As we do not expect the USDJPY to exceed 126 (multiyear double top since 2002), we prefer for a call spread ratio 1x1.5 instead of vanilla structures, such that the topside breakeven is at this level. Shorting volatility means negative convexity, and investors would thus suffer in terms of mark-to-market if USDJPY gains were to accelerate early.
While you could see positive hedging bids for USDJPY in 3m risk reversals and 2m IV skews are evidencing mounting hedging interests for downside risks (while articulating). Hence, even the underlying pair keeps dragging it drags maximum up to above stated levels within a span of 3m tenors.
As a result, on hedging grounds, we advocate buying USDJPY 6m call spread 1x1.5 strikes 118/120.5 (at spot ref: 116.324).
Trade risks: USDJPY above 125 in six months. USDJPY acceleration beyond 118 after the first two months would hurt the mark-to-market of the strategy. Investors face unlimited losses if the USDJPY trades above 125 at the 6m expiry.
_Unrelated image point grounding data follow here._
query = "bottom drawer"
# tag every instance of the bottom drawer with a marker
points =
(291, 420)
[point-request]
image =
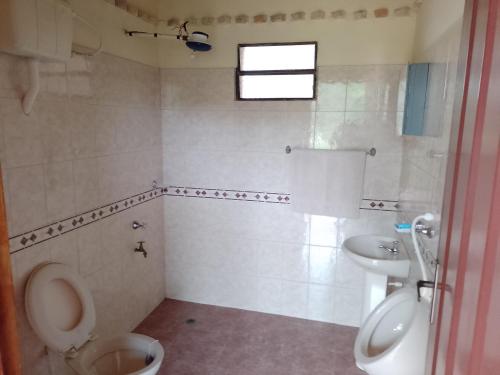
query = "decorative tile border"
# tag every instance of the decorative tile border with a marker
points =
(379, 205)
(263, 196)
(227, 194)
(58, 228)
(61, 227)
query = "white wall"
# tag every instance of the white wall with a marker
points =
(264, 256)
(438, 34)
(341, 42)
(111, 21)
(91, 142)
(437, 24)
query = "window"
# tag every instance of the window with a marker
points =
(276, 71)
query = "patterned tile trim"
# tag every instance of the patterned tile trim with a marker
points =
(227, 194)
(58, 228)
(262, 196)
(379, 205)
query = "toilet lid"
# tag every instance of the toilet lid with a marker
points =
(59, 306)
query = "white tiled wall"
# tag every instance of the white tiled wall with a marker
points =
(425, 157)
(262, 256)
(94, 137)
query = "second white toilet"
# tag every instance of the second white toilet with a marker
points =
(393, 339)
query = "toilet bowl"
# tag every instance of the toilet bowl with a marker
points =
(61, 311)
(393, 339)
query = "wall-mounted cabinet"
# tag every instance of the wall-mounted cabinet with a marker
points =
(416, 99)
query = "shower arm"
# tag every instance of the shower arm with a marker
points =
(145, 34)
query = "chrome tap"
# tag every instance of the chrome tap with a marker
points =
(141, 249)
(426, 230)
(137, 225)
(393, 250)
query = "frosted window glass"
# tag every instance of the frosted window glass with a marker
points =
(292, 86)
(284, 57)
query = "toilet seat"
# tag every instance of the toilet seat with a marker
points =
(61, 311)
(60, 307)
(393, 339)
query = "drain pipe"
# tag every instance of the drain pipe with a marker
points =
(30, 95)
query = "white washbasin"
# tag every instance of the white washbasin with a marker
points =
(364, 250)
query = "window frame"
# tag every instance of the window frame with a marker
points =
(239, 72)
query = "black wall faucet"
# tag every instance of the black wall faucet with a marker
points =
(141, 249)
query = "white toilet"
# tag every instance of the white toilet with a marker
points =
(393, 339)
(61, 311)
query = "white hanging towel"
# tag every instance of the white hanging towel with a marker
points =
(327, 183)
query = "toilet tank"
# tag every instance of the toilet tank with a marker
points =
(36, 28)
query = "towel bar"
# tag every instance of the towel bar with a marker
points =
(370, 152)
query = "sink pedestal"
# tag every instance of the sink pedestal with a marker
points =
(374, 293)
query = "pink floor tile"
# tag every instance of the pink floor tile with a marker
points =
(224, 341)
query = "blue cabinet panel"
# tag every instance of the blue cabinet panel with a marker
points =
(416, 95)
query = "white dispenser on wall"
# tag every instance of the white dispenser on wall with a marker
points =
(38, 29)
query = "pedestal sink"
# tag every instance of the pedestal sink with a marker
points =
(379, 263)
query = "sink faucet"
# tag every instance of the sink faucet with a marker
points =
(393, 250)
(141, 249)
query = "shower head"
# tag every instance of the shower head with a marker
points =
(198, 42)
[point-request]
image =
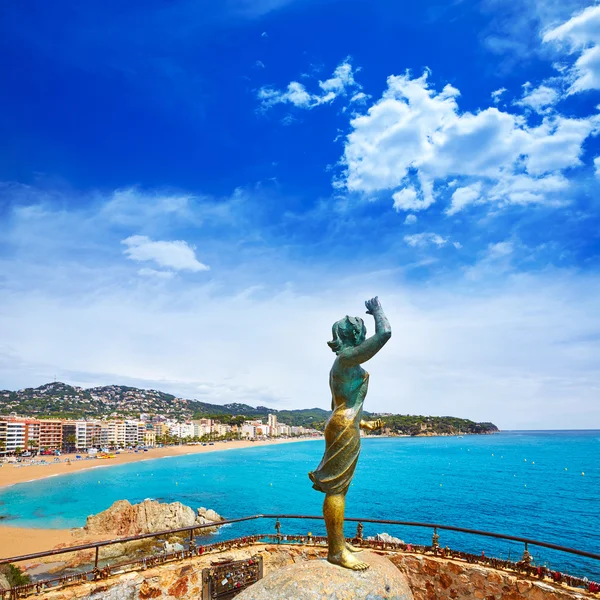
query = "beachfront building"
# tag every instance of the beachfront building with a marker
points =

We mitigate that risk by selecting a 6m expiry, which reduces the negative gamma compared to a shorter expiry and fits the idea of a gradual appreciation. However, lengthening the maturity would not by itself fully prevent the risks inherent to a short gamma profile.
So we pick sufficiently OTM strikes to protect the trade against a two-month move to 118 and a four-month to 122. These breakeven levels increase if the implied volatility falls.
All in all, the trade is profitable if the USDJPY trades between 118 and 125 in six months and will generate a maximal leverage at the 120.5 strike.